Key players in the media business are all moving toward consolidation. Ad agencies are combining to better combat new players. TV stations are making deals to create larger groups, from Tribune to Gannett. And there’s been plenty of talk about a shrinkage of owners in the cable/satellite business, with John Malone leading the charge in terms of those suggesting there’s a need to create larger entities in order to survive.
These companies are seeking economies of scale, obviously. But the other rationale for adding to their portfolios is establishing a footprint that will give them greater leverage when sitting across the negotiating table from related businesses. Specifically, that means station groups butting heads with multichannel video programming distributors, content suppliers jockeying with ad buyers and so on.
With size and heft comes an ability to better withstand the potential fallout from such a scenario — and to outlast, potentially, the other side in a dispute. That has certainly been the studios’ strategy when dealing with the talent guilds, figuring massive entertainment companies are better able to do without writers, directors or actors for a few months than most of the rank-and-file are able to get by without a paycheck.
Tellingly, CBS just posted record quarterly earnings, which has no doubt whetted its appetite to maximize returns on retransmission fees. And as I noted in an earlier column about AMC’s carriage battle with Dish, Time Warner Cable knows a little something about using programming to arm-twist cable/satellite operators, having done exactly that in launching its regional sports networks featuring the Los Angeles Lakers.

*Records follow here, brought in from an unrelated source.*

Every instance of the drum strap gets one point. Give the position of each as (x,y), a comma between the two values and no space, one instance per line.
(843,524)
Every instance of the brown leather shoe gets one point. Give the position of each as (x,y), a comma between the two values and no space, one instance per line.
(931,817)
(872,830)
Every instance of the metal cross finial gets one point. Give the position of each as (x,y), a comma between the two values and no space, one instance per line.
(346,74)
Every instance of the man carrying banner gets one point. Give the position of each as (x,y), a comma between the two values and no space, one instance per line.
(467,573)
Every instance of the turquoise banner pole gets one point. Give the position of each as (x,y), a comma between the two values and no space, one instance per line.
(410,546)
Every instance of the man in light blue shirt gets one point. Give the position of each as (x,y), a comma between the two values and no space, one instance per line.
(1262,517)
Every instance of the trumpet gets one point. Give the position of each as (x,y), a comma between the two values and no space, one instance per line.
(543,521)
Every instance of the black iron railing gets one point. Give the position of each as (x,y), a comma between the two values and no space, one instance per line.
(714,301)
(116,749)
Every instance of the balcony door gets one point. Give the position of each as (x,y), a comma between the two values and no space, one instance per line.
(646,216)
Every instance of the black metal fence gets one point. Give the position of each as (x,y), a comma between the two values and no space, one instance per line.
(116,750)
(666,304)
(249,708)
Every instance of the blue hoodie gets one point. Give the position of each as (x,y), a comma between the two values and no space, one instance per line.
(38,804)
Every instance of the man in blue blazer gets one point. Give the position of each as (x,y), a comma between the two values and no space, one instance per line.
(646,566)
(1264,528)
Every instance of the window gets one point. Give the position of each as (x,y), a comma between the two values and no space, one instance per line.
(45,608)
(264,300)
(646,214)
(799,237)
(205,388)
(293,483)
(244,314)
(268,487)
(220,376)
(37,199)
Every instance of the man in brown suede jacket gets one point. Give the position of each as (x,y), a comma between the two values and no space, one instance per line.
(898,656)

Having spent years pushing “Survivor” and its “Outwit. Outlast. Outplay” mantra, CBS is probably betting it can outmaneuver a big dumb cable company, which people like about as much as public utilities. The main enemy is inertia, since it takes a lot to get consumers to go the trouble of switching providers, which is what TW Cable is banking on.
Yet while the outcome isn’t really in doubt — they’ll find a way to kiss and make up, with everyone declaring satisfaction, if not victory — this won’t be the last time people wind up grumbling about a carriage-swinging contest.
And if history’s any indication, while these corporate behemoths do their best impersonation of “Pacific Rim” — trading blows, without much thought to the collateral damage — they can rely on most of us to just keep sitting there like zombies.